Zordon has returned and it couldn’t have happened at a better time. The Power Rangers are struggling to deal with Finster’s sleeper monsters, hiding throughout the world disguised as regular humans. Help has come in the form of Grace Sterling and her company, Promethea which intends to make the world a better place. This creates some tension between Zordon and the Rangers as they are starting to disagree about philosophies and what they should be doing with their powers.
This makes for a very interesting dynamic. Zordon has always been the floating head of knowledge and guidance for the Power Rangers. He gave them their powers and tells them what to do. He’s rarely questioned. In his absence, the Rangers have found a new guiding force, one that has allowed them to help more people and do more for the world instead of just stopping a monster here and there. Zordon feels the Rangers’ roles are to protect and defend only which seems very narrow-minded, especially given everything they’re capable of.
Artist Jonas Scharf contrasts the two parties very well. Zordon is shown as his usual emotionless, disembodied head. Meanwhile, the Power Rangers are below, looking up with concern, and perhaps for the first time, doubt. They’ve seen the good they can do in the world if given the opportunity so how could their leader tell them not to do that? Plus, they’re still mad because he didn’t tell them about the previous Power Rangers team, half of which died on their very first mission.
Scharf has the unenviable job of drawing an emotional discussion between a few Power Rangers while they’re in costume. He handles the scene with Zordon well as none of them are wearing helmets, but that’s not the case when they’re working at Promethea. Instead, Scharf puts an added emphasis on body language which gets the point across. Kimberly looks a little unsteady as she’s figuring out her feelings. Tommy tries to distract himself, but is unable to look away from the Pink Ranger as she’s just in the next room.
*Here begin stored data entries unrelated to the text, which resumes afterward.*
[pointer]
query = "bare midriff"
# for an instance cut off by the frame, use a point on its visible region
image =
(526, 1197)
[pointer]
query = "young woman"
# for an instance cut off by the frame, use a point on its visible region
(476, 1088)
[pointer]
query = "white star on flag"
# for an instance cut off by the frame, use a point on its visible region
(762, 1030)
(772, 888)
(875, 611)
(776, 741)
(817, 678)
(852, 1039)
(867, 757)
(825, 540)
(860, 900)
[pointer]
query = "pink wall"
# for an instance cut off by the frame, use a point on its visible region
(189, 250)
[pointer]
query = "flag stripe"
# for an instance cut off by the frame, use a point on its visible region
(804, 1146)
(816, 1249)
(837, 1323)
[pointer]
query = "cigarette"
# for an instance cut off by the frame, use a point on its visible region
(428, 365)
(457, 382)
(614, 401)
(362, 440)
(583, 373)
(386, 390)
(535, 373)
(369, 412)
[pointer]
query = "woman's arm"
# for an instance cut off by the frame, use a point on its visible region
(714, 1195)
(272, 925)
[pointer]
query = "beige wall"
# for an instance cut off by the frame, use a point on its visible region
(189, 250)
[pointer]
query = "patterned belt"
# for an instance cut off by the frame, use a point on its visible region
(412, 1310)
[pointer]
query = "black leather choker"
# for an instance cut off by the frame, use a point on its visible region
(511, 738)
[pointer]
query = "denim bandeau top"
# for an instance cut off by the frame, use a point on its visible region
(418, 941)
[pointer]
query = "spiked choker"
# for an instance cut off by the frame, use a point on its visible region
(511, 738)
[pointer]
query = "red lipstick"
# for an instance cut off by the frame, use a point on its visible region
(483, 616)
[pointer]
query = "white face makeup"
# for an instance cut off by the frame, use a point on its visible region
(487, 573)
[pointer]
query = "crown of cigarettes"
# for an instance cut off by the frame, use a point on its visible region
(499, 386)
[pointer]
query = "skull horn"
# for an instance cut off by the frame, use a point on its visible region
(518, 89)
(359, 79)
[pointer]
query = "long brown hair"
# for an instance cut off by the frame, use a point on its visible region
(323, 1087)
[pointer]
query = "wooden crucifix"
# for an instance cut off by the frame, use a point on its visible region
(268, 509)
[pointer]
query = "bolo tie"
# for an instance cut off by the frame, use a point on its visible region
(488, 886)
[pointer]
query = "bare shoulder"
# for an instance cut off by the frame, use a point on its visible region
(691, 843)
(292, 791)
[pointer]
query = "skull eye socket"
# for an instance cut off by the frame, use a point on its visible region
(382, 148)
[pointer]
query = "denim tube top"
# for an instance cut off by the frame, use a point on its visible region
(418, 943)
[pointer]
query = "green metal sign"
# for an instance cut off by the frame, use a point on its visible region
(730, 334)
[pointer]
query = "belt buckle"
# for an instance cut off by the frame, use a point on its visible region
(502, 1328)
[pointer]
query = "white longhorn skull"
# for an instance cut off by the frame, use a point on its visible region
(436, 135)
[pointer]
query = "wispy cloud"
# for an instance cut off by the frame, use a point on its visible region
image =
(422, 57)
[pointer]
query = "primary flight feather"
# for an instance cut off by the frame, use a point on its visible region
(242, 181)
My favorite segment is a toss-up between two very intriguing ones. The first is a conversation between Saba and Finster as the former tries to negotiate with the latter to reveal his creations that are hidden around the world. It’s a chilling tale, reminiscent of Silence of the Lambs with the stark setting of the pocket dimension. Finster stands in a clear cube surrounded by darkness and he’s completely in control. This raises him further in the ranks of notable villains with how cold and calculating he is about his work.
The second conversation that really sticks out is between Jason and Grace. Since Zordon disappeared, Jason has tried to shoulder the responsibility of the team which proved to be very trying for the young man. He’s questioning what his role is and how he can do the most good, but he’s terrified of letting everyone down or worse, getting them killed. Grace gives him the guidance he needs as she has been in a similar position. She’s failed and has bounced back, using that failure as fuel to build Promethea.
Mighty Morphin Power Rangers #22 is a series of incredibly well-written conversations. Each one pushes the characters forward, developing them as they figure out who they are. Writer Kyle Higgins does a tremendous job here, keeping the dialogue clean and to the point. More importantly, it’s always interesting. There’s not a boring spot in the bunch. I didn’t realize until the comic was over that there wasn’t a battle of any kind. No Zords are used. The only monster we see is sleeping. And yet, this is a great issue. With the Shattered Grid event looming in the distance, this feels like the calm before the storm.